Dann sagte er: „Dort unten in deinem Bücherschrank ist noch Platz. Stelle die Vase dorthin und bedecke sie.“
Ich tat’s. Aber ich mußte auf dem mittelsten Brett erst Platz schaffen. Unten war der Raum zu niedrig. Als ich sie in den Händen hielt, schüttelte ich sie unwillkürlich und lauschte, ob sie vielleicht etwas enthielt in ihrem hohlen Inneren.
Tory lachte. „Die Fürstenseele soll wohl klappern, wie?!“
Ich lachte auch. Da war das Unbehagen verschwunden.
„Setz’ dich gleichfalls, Karl,“ meinte Tory nun. „Ich habe dir viel zu erzählen.“
Zunächst sprach er von seinem Besuch im Nebenhause bei der Frau Oberkontrolleur Schmitz.
„Du darfst mit vollem Recht fragen, was ich dort eigentlich wollte,“ sagte er jetzt, nach einer neuen Zigarette greifend. „Ich erzähle dir von dem Manne, der in der Dachluke saß und dessen Interesse für das Zimmer drüben mich dann den leuchtenden Kopf entdecken ließ. Die Vermutung lag nahe, daß dieser gelbgesichtige Herr auch im Nebenhause wohnte. Daher also meine Visite bei der liebebedürftigen Wirtin.“
„Aha – du wolltest ihn fragen, ob auch er vielleicht den Kopf bemerkt hätte?“
„Fragen? – Das wäre unmöglich gewesen. Ich wollte nur feststellen, ob er in der verflossenen Nacht sein Bett benutzt hatte, – also so eine Art Nachprüfung, ob nicht eine Verwechslung vorlag.“
Ich verstand ihn nicht. „Drücke dich deutlicher aus, Tory!“ meinte ich achselzuckend und ohne besondere Teilnahme für den Mansardennachbarn.
„Gern, lieber Trommler!“ Kleinen Pause, sein Monokel blitzte mich scharf an. – „Der Mann in der Dachluke ist nämlich der Ermordete!“ fügte er hinzu.
Ich ruckte zusammen, beugte mich vor.
„Wirklich?“ stotterte ich.
„Er ist’s, Karl! Und er nennt sich wie gesagt Tompson. Die Polizei wird vielleicht einige Zeit brauchen, ehe sie dies feststellt. Wir wissen jedenfalls weit mehr als die Behörden.

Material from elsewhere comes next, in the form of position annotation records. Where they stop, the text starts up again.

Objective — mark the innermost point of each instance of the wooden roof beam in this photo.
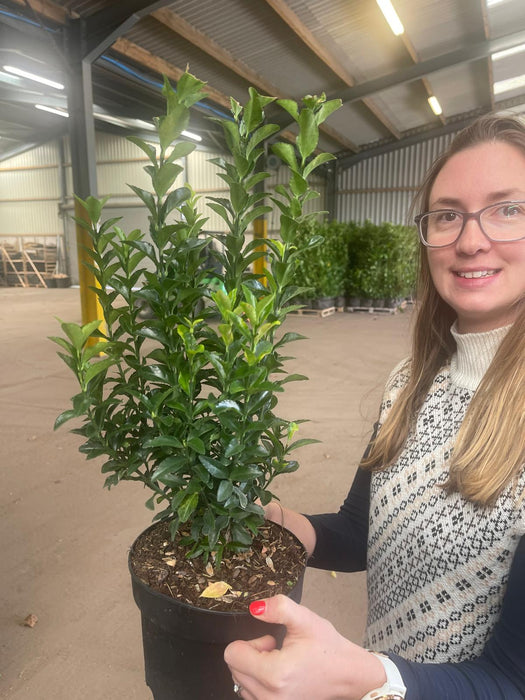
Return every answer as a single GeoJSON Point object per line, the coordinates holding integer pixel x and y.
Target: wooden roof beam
{"type": "Point", "coordinates": [295, 24]}
{"type": "Point", "coordinates": [179, 25]}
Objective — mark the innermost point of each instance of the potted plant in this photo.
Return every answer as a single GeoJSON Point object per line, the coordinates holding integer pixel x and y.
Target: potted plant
{"type": "Point", "coordinates": [183, 399]}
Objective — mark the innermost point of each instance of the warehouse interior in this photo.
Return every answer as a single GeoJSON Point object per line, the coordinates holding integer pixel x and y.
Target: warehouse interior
{"type": "Point", "coordinates": [64, 538]}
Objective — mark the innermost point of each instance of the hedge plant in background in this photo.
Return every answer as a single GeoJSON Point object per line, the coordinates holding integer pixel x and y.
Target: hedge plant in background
{"type": "Point", "coordinates": [381, 260]}
{"type": "Point", "coordinates": [322, 262]}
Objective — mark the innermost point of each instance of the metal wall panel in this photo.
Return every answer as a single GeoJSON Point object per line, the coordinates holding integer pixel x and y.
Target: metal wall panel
{"type": "Point", "coordinates": [382, 188]}
{"type": "Point", "coordinates": [30, 193]}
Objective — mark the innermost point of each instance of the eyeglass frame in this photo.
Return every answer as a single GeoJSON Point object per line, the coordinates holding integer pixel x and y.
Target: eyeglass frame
{"type": "Point", "coordinates": [476, 215]}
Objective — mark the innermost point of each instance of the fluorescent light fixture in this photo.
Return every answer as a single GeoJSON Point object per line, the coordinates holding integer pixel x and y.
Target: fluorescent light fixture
{"type": "Point", "coordinates": [509, 84]}
{"type": "Point", "coordinates": [191, 135]}
{"type": "Point", "coordinates": [434, 105]}
{"type": "Point", "coordinates": [391, 17]}
{"type": "Point", "coordinates": [53, 110]}
{"type": "Point", "coordinates": [31, 76]}
{"type": "Point", "coordinates": [508, 52]}
{"type": "Point", "coordinates": [144, 125]}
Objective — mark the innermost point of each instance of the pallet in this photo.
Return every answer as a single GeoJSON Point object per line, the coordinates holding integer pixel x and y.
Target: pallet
{"type": "Point", "coordinates": [321, 313]}
{"type": "Point", "coordinates": [373, 309]}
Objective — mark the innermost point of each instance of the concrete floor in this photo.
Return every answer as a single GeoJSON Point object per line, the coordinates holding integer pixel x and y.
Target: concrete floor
{"type": "Point", "coordinates": [64, 539]}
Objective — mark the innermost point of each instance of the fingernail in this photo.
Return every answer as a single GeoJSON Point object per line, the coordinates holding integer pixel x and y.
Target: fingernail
{"type": "Point", "coordinates": [257, 607]}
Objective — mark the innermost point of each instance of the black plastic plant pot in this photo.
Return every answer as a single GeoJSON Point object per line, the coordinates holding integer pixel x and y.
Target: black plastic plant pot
{"type": "Point", "coordinates": [184, 645]}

Und wir allein werden diesen Mord aufklären können – wir allein! Der Polizei fehlen zu viele Einzelheiten, um eine Spur aufzunehmen: daß der Tote das Zimmer vom Dache aus beobachtet hat, in dem er nachher ermordet wurde, daß dort eine wertvolle Vase gestanden hat, die wir jetzt haben, daß der Mann vor seinem Ende noch zwei gellende Angstschreie ausgestoßen hat, daß der Mörder noch im Hause war, als wir dort eindrangen – wir hörten ja eine Tür klappen! – und daß der Täter die Vase mitnehmen wollte!“
Ich gebe zu, daß ich in diesem Augenblick meine Ansicht über Tory gründlich änderte. Ich glaubte ihm mit einem Male seine Neigung für alles Ungewöhnliche, sah auch ein, daß er bei seinem Freunde, dem Berliner Kriminalkommissar, eine gute Schule durchgemacht haben mußte.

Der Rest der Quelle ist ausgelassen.